I had started taking Pilates with my wife a year or so prior to that night. We would go together. That is, until she decided that she needed her own workout and migrated to barre classes, classes I knew better than to attempt. So I kept going to Pilates. Alone. Sometimes my friends, John an Kris, would be there. Other times my friend, Daryn, would be there. And still other times some of my neighbors would be there. But many times it was just me.
At first, that was cool. After all I was getting private lessons at a bargain price. Eventually the allure of private lessons faded when I realized how much I was being scrutinized by the instructor. Every move. Every rep. Everything. It was unnerving. To some extent it was annoying, not because she was wrong, but because I was never going to get it right.

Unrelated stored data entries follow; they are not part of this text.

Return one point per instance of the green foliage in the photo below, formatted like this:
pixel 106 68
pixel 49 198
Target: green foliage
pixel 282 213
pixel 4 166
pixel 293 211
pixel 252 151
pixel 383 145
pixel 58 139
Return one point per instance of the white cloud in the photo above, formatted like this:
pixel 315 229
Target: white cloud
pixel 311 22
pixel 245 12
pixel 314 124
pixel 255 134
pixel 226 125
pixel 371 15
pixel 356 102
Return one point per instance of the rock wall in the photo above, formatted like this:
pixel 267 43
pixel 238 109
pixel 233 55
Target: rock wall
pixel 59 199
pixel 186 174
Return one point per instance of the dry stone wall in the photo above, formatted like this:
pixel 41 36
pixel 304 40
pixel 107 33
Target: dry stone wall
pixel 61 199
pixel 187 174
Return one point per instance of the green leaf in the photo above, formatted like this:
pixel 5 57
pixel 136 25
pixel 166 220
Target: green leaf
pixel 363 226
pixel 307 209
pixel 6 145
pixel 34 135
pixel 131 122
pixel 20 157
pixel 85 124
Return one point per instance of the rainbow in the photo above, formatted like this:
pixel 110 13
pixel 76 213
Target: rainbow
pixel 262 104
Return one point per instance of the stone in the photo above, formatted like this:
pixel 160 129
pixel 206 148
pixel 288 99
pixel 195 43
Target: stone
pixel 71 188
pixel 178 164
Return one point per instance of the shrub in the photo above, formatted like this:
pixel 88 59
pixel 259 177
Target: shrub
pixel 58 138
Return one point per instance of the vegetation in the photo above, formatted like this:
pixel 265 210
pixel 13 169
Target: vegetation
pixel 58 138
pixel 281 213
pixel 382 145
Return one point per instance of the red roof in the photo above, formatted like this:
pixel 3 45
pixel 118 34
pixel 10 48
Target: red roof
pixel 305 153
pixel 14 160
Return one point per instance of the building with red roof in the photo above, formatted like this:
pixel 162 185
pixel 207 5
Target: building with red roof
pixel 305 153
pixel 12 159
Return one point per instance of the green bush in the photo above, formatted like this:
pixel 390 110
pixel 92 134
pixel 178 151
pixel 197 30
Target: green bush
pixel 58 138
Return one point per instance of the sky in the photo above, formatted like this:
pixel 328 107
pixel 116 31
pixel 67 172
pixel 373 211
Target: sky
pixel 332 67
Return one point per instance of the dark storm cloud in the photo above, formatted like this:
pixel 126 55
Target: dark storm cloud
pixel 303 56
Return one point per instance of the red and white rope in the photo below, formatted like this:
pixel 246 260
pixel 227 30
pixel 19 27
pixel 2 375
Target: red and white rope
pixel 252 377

Anyway, as I was walking to class that night, I just wanted to have someone, anyone, in the class with me. The more the merrier.
So I walked into the studio and saw the teacher. I did not see anyone else. My heart sank. Then the teacher said those fateful words, “Harry, I think the super model will be in class with you tonight!” My heart leapt. “A super model? How super?” I asked. She said, “Think Victoria’s Secret!” I did. My heart leapt higher.

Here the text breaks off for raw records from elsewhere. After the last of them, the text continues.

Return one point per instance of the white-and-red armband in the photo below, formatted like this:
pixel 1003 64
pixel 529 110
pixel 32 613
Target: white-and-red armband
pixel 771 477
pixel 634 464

The clock wound down to the start of class. No super model. My heart sank again. Soon I was in the opening movements of the class. I heard a stream of corrections. “Harry, straighten your legs.” “Harry, point your feet.” “Harry, slow down the movements.” You get the point. I was under the Pilates microscope yet again, and there was no super model or anyone else to deflect the teacher’s attention.

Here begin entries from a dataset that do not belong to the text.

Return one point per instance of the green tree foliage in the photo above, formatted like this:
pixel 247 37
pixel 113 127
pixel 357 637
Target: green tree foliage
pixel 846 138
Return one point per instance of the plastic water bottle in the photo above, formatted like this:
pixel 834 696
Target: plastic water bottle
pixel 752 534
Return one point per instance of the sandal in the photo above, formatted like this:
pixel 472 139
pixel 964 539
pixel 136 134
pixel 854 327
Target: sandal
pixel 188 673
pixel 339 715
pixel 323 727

After about 10 minutes, the studio door opened and in walked the super model. My jaw dropped. My heart leapt, more because I was not alone than for any other reason. Well, maybe not more than any other reason. The teacher introduced us. Her name was etched into my mind. Mine never permeated her consciousness. I told her I was really glad she was there. Most likely that did not penetrate her consciousness, either. None of that mattered. I was not alone. I could have a few moments of peace. I would not hear the steady stream of form corrections, or at least not as many. Actually, it was better then I thought it was going to be, as the teacher sort of forgot I was there. I heard nothing. Yippee.
We continued to work on the reformers for about 10 more minutes and then the teacher said it was time to do floor work, something I never did. Apparently, floor work is reserved for those that are good at Pilates and had cores and buns of steel, which I did not. So we got on the floor and the workout continued.
But it was not like any workout I had ever done before. Apparently, super models are really good at Pilates, or at least this one was. The teacher could not push her new prize student hard enough. Of course, the teacher was indirectly pushing me way past my abilities. I was dying. I was schvitzing. My moves were becoming more and more spastic as the sets and reps wore on. The only good news was that the teacher ignored me.
Eventually, we took a break. That was when I looked over to the super model and said, “I really wish you were not here!” Maybe, by that point I was in a fugue state afterall.